Leben und Sterben in L.A.Leben und Sterben in L.A.Leben und Sterben in L.A.
In To Live and Die in L.A. lässt Friedkin Peterson seinen Wagen auf eine entgegengesetzte Autobahnspur brettern, ihn sozusagen gegen den Strom schwimmen. Auch das ist halsbrecherische Action, die mustergültig verfilmt ist. Es symbolisiert Richards Weg in die Illegalität. Und natürlich: selbst die Tatsache, dass ein unschuldiger zu Tode kommt, ficht ihn nicht wirklich an.

Am Ende wird er seinen Partner John anstecken, oder anders gesagt: Er wird Richards Erbe antreten. Eine Art Metamorphose. Er übernimmt seinen lässigen Gang, seine angeberische Sonnenbrille, sein dämliches Wiederkäuen, er übernimmt sogar seine Sklavin Ruth, die nun in seiner Hand ist. Ein wirklich fieses und zynisches Ende. (Doch, wen es tröstet: auch sein Scheitern ist vorgezeichnet.)

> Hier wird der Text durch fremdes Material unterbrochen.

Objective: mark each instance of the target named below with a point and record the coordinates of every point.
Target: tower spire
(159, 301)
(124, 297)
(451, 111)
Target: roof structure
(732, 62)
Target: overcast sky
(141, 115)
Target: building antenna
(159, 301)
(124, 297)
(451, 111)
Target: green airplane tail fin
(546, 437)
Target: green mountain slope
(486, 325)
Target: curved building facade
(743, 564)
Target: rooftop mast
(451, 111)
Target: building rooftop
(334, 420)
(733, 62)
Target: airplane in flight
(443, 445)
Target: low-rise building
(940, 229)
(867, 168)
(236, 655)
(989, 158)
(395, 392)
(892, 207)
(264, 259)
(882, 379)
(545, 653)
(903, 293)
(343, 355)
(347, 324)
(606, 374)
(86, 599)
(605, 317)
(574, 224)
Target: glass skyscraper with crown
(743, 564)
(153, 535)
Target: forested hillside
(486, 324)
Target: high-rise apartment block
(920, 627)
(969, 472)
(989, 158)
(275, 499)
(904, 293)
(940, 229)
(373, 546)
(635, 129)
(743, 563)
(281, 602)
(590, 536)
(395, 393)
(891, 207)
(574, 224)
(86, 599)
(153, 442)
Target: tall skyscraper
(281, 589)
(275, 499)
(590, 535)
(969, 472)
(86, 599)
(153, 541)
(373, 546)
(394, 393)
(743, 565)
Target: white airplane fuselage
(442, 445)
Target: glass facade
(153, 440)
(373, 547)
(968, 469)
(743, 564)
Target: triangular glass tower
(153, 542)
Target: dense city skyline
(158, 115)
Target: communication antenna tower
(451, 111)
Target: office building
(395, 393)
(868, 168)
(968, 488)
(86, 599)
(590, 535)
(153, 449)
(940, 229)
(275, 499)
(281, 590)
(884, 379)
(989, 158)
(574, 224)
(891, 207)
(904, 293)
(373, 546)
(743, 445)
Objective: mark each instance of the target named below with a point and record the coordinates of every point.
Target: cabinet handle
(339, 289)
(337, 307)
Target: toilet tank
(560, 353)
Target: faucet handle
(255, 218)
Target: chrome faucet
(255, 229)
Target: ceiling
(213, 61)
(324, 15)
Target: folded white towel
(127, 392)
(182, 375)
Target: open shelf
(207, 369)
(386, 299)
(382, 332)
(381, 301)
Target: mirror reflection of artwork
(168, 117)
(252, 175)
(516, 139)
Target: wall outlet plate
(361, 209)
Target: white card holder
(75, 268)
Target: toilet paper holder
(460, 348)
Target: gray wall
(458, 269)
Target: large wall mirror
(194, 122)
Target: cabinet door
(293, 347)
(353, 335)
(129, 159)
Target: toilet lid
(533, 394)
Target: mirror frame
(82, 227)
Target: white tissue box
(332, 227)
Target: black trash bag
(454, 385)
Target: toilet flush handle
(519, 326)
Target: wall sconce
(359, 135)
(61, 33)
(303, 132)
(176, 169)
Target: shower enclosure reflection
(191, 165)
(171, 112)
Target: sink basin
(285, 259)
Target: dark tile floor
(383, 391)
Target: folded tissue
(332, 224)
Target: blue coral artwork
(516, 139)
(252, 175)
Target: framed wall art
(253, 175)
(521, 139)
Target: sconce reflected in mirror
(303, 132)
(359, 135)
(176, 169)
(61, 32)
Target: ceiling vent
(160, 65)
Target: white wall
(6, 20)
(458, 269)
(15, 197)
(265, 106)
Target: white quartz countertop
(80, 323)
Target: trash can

Denn Richard schafft es nicht bis zum Abspann. Ein Kopfschuss macht seinem Filmleben bei einer Festnahme ein Ende. Und wie dieses Ende inszeniert ist, spricht Bände.

Helden, auch Antihelden, sterben meistens einen Tod der ihrem Protagonistendasein würdig ist. Melodramatik in Großaufnahme, geröchelte letzte Worte, wehmütige Musik. Es muss nicht immer Pierre Brice in den Armen von Lex Barker sein. Aber wenn eine wichtige Figur stirbt wird normalerweise gut dafür gesorgt, dass wir das sehen, hören, fühlen.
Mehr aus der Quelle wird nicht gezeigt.